The Minnesota Department of Transportation just released a study looking at one way of triggering in-vehicle messages in vehicles approaching work zones. The authors Chen-Fu Liao and Max Donath of the University of Minnesota tested the concept of sending low-energy BlueTooth messages to Android phones equipped with a custom app they call Workzone Alert.
The app triggers an audible, visible and/or tactile warning to the driver as he or she approaches a work zone. Drivers who are speeding can also be warned to slow down. And the app can even disable calling and texting while within the confines of the work zone.
Report 2016-38 entitled “Investigating the Effectiveness of Using BlueTooth Low-Energy Technology to Trigger In-Vehicle Messages in Work Zones” was published by the Minnesota DOT. You can download a copy HERE.
Their design worked well and proved that vehicles traveling at speeds of up to 70 MPH could receive warning messages as they approached a work zone.
We have talked about a future with DSRC “pods” transmitting to vehicles. We have also talked about those same DSRC devices attached to PCMS as a stop gap to reach all vehicles until nearly all are equipped with receivers. But a better way might be through 5G cell service as that is already available and in most vehicles.
These “BLE tags” use very little power so they could be attached to message signs or arrow boards without affecting the signs performance. When packaged with a small battery they could also be attached to a simple sign post or overpass.
The downside is the cell phones must currently be placed into a BlueTooth discover mode to find existing tags. This uses more power and results in reductions in charge life for the phones. But if this technology continues to show promise, the Android and iPhone operating systems could surely be changed to receive these messages in something similar to a discover mode but one that uses far less power when not receiving. The BLE tag locations are stored allowing phones to run Workzone Alert in background except when passing known tag locations.
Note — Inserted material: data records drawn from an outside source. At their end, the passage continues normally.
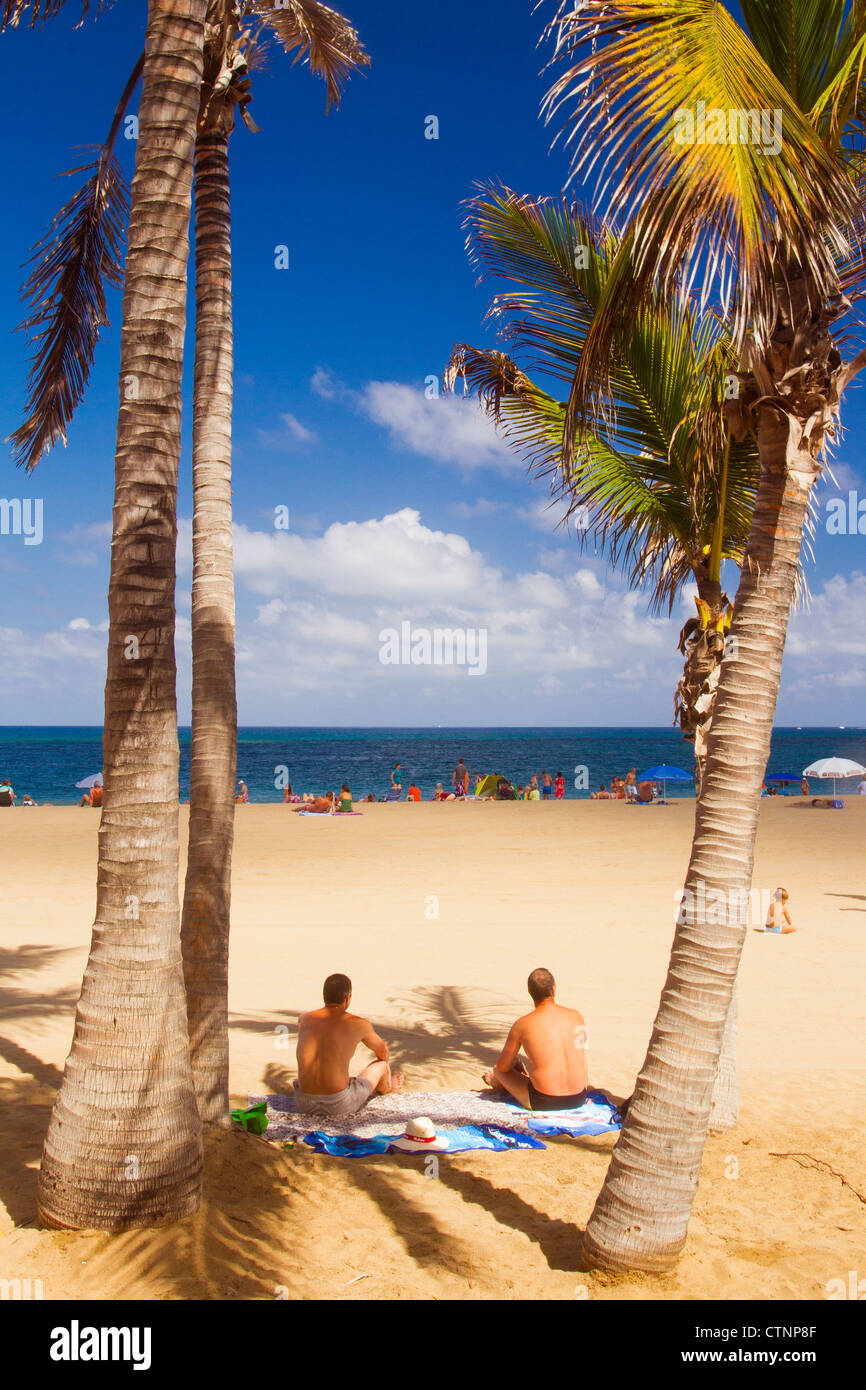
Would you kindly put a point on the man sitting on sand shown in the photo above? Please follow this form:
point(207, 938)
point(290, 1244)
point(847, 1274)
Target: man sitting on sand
point(319, 805)
point(327, 1040)
point(553, 1040)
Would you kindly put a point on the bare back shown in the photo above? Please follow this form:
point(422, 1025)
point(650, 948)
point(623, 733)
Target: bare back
point(327, 1040)
point(553, 1040)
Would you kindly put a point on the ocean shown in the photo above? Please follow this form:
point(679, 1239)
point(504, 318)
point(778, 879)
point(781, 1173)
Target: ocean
point(46, 761)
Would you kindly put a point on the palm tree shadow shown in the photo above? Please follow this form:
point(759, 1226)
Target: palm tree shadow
point(558, 1240)
point(25, 1102)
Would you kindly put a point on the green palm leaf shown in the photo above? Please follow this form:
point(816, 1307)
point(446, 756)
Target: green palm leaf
point(635, 70)
point(644, 480)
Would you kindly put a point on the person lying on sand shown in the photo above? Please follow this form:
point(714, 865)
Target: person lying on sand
point(553, 1040)
point(779, 918)
point(327, 1040)
point(319, 805)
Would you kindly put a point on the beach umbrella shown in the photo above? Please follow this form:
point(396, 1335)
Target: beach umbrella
point(96, 780)
point(665, 773)
point(836, 767)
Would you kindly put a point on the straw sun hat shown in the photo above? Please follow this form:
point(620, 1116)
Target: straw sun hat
point(420, 1137)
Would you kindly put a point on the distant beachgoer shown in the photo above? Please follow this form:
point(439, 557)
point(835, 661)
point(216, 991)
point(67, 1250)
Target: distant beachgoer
point(779, 918)
point(319, 805)
point(327, 1040)
point(553, 1040)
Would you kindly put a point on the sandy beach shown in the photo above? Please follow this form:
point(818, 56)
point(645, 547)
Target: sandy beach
point(438, 912)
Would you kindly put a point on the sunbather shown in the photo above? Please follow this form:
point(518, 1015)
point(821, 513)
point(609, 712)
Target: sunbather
point(319, 806)
point(327, 1041)
point(553, 1040)
point(779, 918)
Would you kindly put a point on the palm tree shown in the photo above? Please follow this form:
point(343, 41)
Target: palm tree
point(237, 38)
point(656, 483)
point(774, 230)
point(124, 1141)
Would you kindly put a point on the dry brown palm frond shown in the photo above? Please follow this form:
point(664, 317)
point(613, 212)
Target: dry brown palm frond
point(324, 39)
point(36, 11)
point(75, 260)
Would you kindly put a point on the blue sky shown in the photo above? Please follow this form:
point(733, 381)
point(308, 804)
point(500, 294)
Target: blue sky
point(402, 509)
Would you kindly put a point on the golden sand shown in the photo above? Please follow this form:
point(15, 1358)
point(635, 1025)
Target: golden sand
point(438, 912)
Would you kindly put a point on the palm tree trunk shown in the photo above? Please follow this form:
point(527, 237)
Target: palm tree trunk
point(214, 713)
point(124, 1141)
point(641, 1215)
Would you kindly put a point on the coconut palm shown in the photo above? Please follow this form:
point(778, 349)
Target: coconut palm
point(237, 39)
point(124, 1141)
point(773, 228)
point(656, 483)
point(79, 255)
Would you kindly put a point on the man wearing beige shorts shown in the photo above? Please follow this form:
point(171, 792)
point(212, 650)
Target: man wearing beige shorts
point(327, 1040)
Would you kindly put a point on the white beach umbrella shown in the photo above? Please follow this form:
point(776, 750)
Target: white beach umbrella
point(836, 767)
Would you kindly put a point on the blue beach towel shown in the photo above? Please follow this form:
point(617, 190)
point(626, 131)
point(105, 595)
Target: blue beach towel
point(467, 1119)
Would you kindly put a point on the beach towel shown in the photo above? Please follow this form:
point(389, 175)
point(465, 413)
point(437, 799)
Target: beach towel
point(467, 1119)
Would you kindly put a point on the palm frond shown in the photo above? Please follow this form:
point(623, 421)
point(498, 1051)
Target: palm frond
point(644, 480)
point(75, 260)
point(641, 82)
point(324, 39)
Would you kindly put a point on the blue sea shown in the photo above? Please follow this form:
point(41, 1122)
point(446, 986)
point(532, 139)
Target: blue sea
point(46, 762)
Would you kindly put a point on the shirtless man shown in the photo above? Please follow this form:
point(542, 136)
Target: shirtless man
point(779, 918)
point(553, 1040)
point(327, 1040)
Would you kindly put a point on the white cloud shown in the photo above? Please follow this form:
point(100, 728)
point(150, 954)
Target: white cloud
point(483, 508)
point(288, 437)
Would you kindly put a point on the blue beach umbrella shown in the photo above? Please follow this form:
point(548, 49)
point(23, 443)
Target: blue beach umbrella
point(96, 780)
point(665, 773)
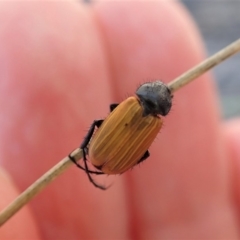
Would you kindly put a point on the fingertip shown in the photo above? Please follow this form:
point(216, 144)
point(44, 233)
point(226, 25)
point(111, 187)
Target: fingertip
point(22, 225)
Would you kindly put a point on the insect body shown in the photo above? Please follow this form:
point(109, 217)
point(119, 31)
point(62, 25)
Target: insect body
point(123, 138)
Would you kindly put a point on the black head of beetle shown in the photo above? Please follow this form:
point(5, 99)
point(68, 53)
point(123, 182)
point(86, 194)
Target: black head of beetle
point(155, 98)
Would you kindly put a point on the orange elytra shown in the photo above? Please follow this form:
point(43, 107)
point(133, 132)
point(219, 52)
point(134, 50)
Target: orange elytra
point(123, 138)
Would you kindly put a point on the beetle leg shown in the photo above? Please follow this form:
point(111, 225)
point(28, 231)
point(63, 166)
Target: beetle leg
point(90, 177)
point(79, 166)
point(83, 146)
point(144, 157)
point(113, 106)
point(96, 123)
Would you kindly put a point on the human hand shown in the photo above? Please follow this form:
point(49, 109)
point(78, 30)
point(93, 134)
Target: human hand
point(61, 65)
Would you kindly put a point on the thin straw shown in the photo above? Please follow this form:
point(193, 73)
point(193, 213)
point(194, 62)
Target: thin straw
point(59, 168)
point(204, 66)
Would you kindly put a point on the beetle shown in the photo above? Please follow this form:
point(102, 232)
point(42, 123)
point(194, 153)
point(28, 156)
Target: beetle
point(124, 136)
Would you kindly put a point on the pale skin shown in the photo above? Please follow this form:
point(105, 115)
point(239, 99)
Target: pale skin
point(61, 65)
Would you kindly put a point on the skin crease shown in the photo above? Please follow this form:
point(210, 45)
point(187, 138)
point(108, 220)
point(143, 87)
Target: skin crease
point(61, 65)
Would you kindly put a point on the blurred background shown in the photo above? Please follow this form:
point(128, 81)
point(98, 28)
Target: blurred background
point(219, 23)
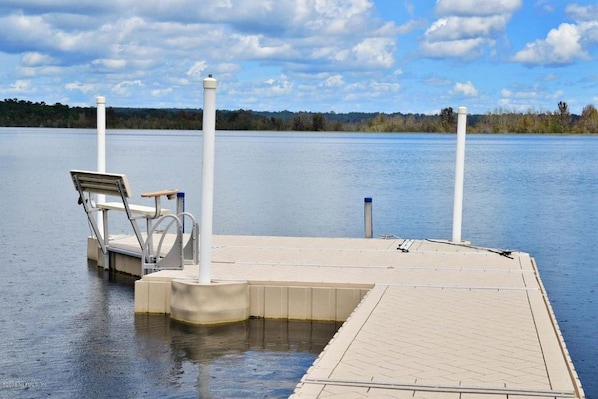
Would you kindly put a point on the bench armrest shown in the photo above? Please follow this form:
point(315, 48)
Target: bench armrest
point(168, 193)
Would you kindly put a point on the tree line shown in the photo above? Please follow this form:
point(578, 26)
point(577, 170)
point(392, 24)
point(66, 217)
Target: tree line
point(21, 113)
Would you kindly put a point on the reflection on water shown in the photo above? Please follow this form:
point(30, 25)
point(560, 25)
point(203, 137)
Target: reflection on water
point(255, 358)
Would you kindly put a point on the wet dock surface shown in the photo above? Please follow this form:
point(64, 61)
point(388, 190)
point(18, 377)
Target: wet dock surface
point(442, 320)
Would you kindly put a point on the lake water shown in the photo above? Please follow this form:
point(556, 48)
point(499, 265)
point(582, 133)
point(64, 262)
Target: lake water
point(68, 329)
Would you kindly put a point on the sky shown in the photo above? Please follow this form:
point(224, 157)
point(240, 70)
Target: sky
point(409, 56)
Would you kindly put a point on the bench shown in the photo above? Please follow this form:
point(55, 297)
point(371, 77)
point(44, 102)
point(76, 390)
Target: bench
point(115, 185)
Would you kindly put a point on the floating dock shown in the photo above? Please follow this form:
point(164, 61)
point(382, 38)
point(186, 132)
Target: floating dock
point(422, 318)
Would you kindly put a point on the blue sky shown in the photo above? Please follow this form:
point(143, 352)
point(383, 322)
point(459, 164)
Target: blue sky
point(303, 55)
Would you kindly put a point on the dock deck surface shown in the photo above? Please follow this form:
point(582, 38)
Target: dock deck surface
point(442, 321)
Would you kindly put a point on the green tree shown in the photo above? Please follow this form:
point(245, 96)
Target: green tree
point(447, 119)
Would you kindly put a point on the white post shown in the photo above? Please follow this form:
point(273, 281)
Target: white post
point(207, 183)
point(459, 171)
point(101, 121)
point(367, 217)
They also attempted to make the technology easy to deploy. A second app was developed to make it easy for traffic control contractors to update the message that Workzone Alert displays for a specific BLE tag.
Work at the U of M continues. The current, second phase of research is looking at human-factors considerations for alerts. What wording and format should be used to get the best results? In the third phase they will look at how best to maintain the BLE tag database, who should be able to make changes, and if it is practical to tie this into 511, Waze or Google Maps. Stay tuned as this promises to develop quickly!
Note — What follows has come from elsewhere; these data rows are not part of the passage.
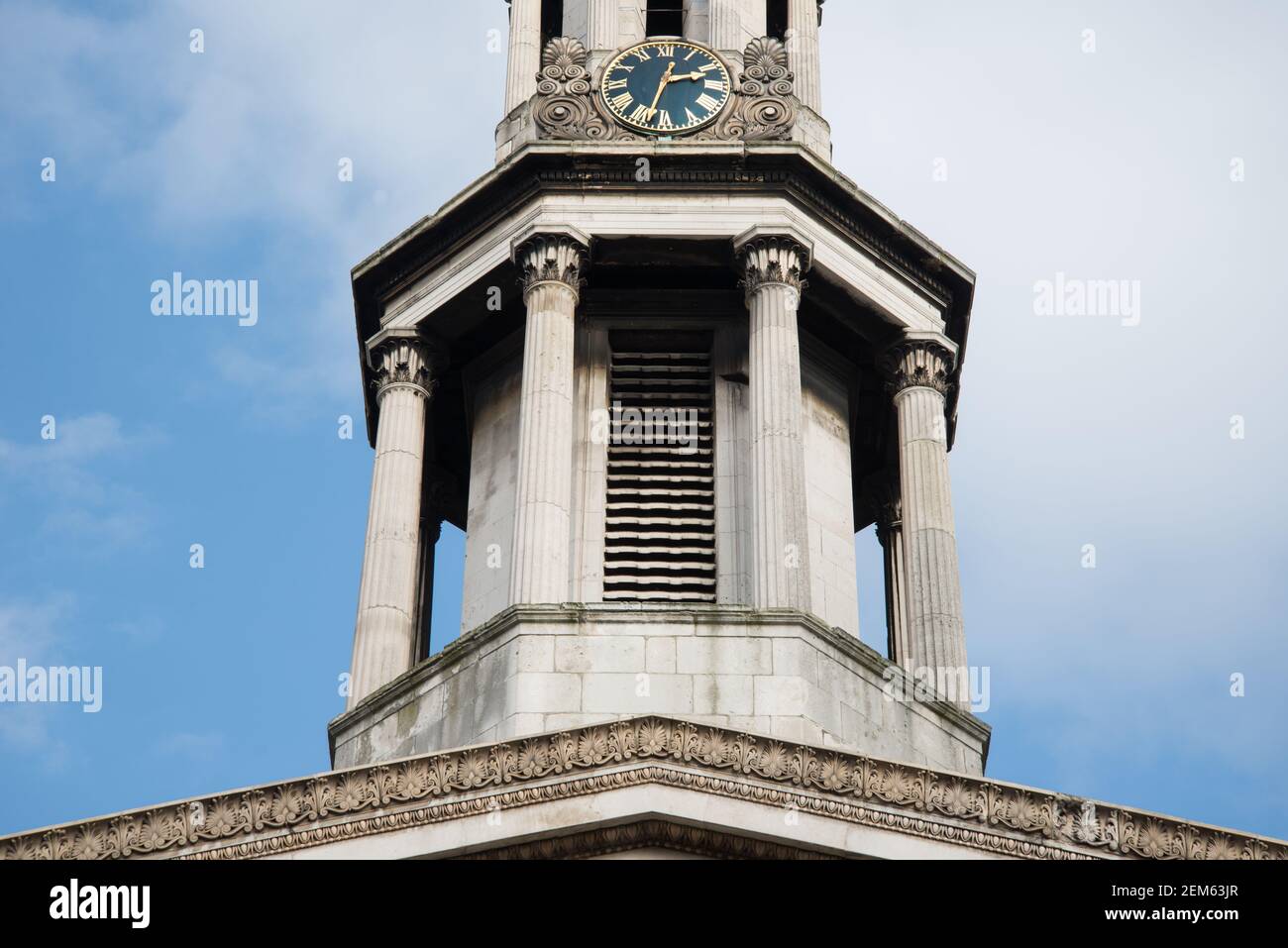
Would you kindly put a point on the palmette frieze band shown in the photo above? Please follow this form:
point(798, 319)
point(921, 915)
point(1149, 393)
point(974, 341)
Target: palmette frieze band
point(552, 260)
point(773, 261)
point(831, 782)
point(919, 364)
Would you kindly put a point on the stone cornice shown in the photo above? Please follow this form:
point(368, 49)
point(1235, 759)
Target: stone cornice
point(649, 832)
point(828, 782)
point(715, 614)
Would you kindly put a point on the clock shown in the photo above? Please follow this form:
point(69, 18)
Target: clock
point(666, 86)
The American Traffic Safety Services Association (ATSSA) just concluded their annual Traffic Expo held this year in Phoenix, Arizona. Their Innovation Council met on Saturday, February 11th. The meeting was “standing room only” and included several great presentations. One of them was by Dean Deeter, President of Athey Creek Consultants on a project they are leading for Enterprise. You may remember that Enterprise is a consortium of 14 states conducting pooled-fund studies to jump start promising new technologies. They like to do more than just study a problem or technology. Instead, their goal is often to develop an operational concept and system requirements for a promising new idea.
In this project they hope to develop an automated system to update traveler information systems with work zone conditions as they change. Their concept begins with an arrow board. But the arrow board would be equipped with a unit that is GPS enabled. When the arrow board is turned on, it would notify the traffic management center (TMC) over a digital wireless link. It would also tell the TMC what mode it is flashing (right arrow, left arrow, or caution mode). With that information the system will know when a lane closure begins, and which shoulder, lane or lanes are being closed. When the arrow board is turned off, it would notify the TMC that the closure has been removed.
In this way the system will provide specific, real-time information about each work zone. We aren’t doing that very often now. Instead, most work zone warnings are generic. Our portable message signs just say there is road work ahead and either to expect delays or use caution. That’s not as helpful as it could be.
Furthermore, travel websites like Google Maps only tell you there is a work zone. It may tell you when the lane closure is planned to begin and end. But that’s about it. Users cannot normally tell if that work zone will delay them enough to justify taking an alternate route.
The Enterprise study will develop this concept in phase one. In phase two it will work with one or more member agencies to integrate such a system into their ATMS, control permanent message signs, and more. Work Zone ITS Blog will continue to follow this and report developments as they are made available.
It is interesting that they have chosen to integrate directly with state ATMS systems. Many states’ IT security prohibit outside data sources. Only data collected from DOT sensors is used. That’s fine for permanent ITS but it is a real problem for the portable elements found in work zone ITS systems. States that operate within a closed network can never take full advantage of work zone data. So we hope they succeed. But only time will tell if they do, or if, instead, work zone data finds it’s way directly to end users through phone apps like Waze.